“Jellybeans”
ROOFTOP – Grab a pillow and plant your buns. I hated to drag out the ladder and haul up lawn chairs, so I just climbed out the upstairs window. Thought we’d use pillows to sit on. Whoever shows up late is going to be cushionless.
That’d be okay if it weren’t for the ridges and valleys on this metal roof. They’re a bear on the bottom. By the way, I had an uncle who died of that.
This is an absolute perfect night for a roofsit. That breeze is a dandy. It must be overcast, ‘cause I can’t see a star up there. Can you? The moon is to your left, just a glow from behind the clouds. I’m sure you picked up on that. It’s so rare that I insult someone’s intelligence.
I tell you this, you wouldn’t be insulting my intelligence if you tried to explain to me the speed and path of the moon’s revolution around the earth. I saw the moon out in the late morning, and it’s out again tonight. How does that work?
I would think the path and timing would be constant. When I was a teacher I’d mention about the seasons and the earth’s rotation and the whole spinning on its axis at an angle thing. But, fortunately, no student ever asked me about the moon. Possibly, because I taught history and political science. Easier to work the sun into a historical discussion than the moon. Don’t know why that is.
Speaking of weird stuff, you know how some people will try to prove the existence of God by pointing out something in nature? Well, they do. I’ve even done it a time or two. I never used the bumblebee thing, though.
When Mrs. Hamilton, my seventh grade science teacher, told me that it’s aerodynamically impossible for a bumblebee to fly, I wanted to toss my 30 pound book at her. I’ll have you know that Dennis and I were sitting in a tree once and a bumblebee flew by and stung him right between the eyes. Just to be mean. Dennis swelled up till he looked oriental. I wish we would’ve owned a working camera.
Impossible for a bumblebee to fly? Right. What a terrible way to try to prove that God is here. A better way is to watch the segment I saw last night on “Factory Made.” That’s a show on the Science Channel. They showed the entire process of making jellybeans. A spiritual experience it was. I don’t know how many times I said, “Unbelievable!” Kay does.
Did you know that they make a separate mold for each bean? Thousands of bean molds. And, they make ‘em out of cornstarch. Even reuse the stuff.
They send a gigantic plate of cornstarch jellybean molds down to a machine with hundreds of little faucets that shoot the right amount of sugary jelled stuff into each mold. Takes a fraction of a second. I’ve got three outdoor faucets at my house, and I’ve never had all three of ‘em perfectly operational at the same time. The jellybean factory has hundreds, thousands of faucets that work perfectly in a fraction of second. And, they each shoot out the same amount of jell at the exact same moment.

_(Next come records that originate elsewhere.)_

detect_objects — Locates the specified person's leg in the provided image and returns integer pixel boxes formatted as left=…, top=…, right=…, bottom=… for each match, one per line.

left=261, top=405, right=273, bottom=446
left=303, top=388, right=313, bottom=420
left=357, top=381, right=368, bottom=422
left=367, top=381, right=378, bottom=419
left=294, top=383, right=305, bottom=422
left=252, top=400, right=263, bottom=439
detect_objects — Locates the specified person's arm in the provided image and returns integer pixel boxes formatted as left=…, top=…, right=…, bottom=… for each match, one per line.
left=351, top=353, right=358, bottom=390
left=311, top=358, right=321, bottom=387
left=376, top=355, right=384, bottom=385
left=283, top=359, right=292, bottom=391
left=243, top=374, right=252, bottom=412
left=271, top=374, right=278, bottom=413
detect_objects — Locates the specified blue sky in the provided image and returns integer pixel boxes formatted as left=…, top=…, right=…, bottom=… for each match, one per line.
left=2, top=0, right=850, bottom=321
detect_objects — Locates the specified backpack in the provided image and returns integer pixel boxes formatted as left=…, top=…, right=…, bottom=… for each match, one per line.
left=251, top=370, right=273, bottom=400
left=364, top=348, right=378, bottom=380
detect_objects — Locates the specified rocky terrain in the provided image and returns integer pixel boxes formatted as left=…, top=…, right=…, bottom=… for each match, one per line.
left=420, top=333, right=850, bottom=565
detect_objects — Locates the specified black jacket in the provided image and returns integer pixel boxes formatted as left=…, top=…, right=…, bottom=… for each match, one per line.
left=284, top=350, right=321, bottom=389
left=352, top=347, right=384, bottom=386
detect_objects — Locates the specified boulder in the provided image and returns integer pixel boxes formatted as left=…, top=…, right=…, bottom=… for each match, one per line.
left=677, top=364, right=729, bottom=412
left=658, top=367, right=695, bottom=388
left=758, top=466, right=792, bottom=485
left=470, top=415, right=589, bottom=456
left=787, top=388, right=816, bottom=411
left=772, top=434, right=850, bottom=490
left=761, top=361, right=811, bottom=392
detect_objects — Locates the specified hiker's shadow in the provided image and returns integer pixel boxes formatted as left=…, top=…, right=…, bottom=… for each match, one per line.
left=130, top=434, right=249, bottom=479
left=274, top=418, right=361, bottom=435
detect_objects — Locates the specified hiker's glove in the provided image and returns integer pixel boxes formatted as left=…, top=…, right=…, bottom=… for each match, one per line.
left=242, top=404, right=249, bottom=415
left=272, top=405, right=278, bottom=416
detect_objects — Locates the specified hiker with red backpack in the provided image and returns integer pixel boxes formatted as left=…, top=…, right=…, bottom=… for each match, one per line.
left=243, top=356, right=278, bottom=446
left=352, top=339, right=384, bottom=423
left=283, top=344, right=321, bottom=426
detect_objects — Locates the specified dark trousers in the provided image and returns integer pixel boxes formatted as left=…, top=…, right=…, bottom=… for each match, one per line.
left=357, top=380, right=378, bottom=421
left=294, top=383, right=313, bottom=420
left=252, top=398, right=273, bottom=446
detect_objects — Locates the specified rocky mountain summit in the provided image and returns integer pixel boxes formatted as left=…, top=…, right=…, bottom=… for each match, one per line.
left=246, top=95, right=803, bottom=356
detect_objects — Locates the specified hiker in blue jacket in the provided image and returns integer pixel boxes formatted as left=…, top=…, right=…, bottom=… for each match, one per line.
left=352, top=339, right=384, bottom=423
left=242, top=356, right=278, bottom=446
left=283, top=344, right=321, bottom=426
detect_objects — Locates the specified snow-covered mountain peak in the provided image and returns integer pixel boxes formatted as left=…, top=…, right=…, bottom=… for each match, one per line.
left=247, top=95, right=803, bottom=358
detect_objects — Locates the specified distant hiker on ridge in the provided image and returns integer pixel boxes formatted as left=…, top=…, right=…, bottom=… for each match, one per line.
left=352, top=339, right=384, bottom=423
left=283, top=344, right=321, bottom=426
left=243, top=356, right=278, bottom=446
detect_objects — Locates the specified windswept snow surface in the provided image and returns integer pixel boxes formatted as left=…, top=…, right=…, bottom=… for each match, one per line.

Then they cool and reheat and do bunch of other stuff to the beans before tossing them out. The raw beans are eventually coated with sugar, flavor and color. They do that three times. All jellybeans have the same insides. It’s the outer shell that gives them flavor.
I know what you’re thinking. You’re thinking that humans did all of that, not God. You are so wrong. God wanted us to have jellybeans so he made some people really smart on how to use physics as it concerns machines and sugar. After hundreds of years of tinkering, viola! Somebody hit on the jellybean.
If you can watch that process and walk away with no sense of intelligent design, then you need to watch how balloons are made. You will not believe it! Kay finally had to say, “Darling, not another word. You’re just going to have to accept it.”
I really believe I could come much closer to understanding how the moon works, than accepting the process of how balloons and jellybeans are made. Oh, and those fold-up pliers that have knife blades and scissors and whatnots in ‘em. Unbelievable! Oops, I’m glad Kay’s not up here. – Next time.
A project being worked on at Texas A&M -- Jellybean corn. They're about two years away.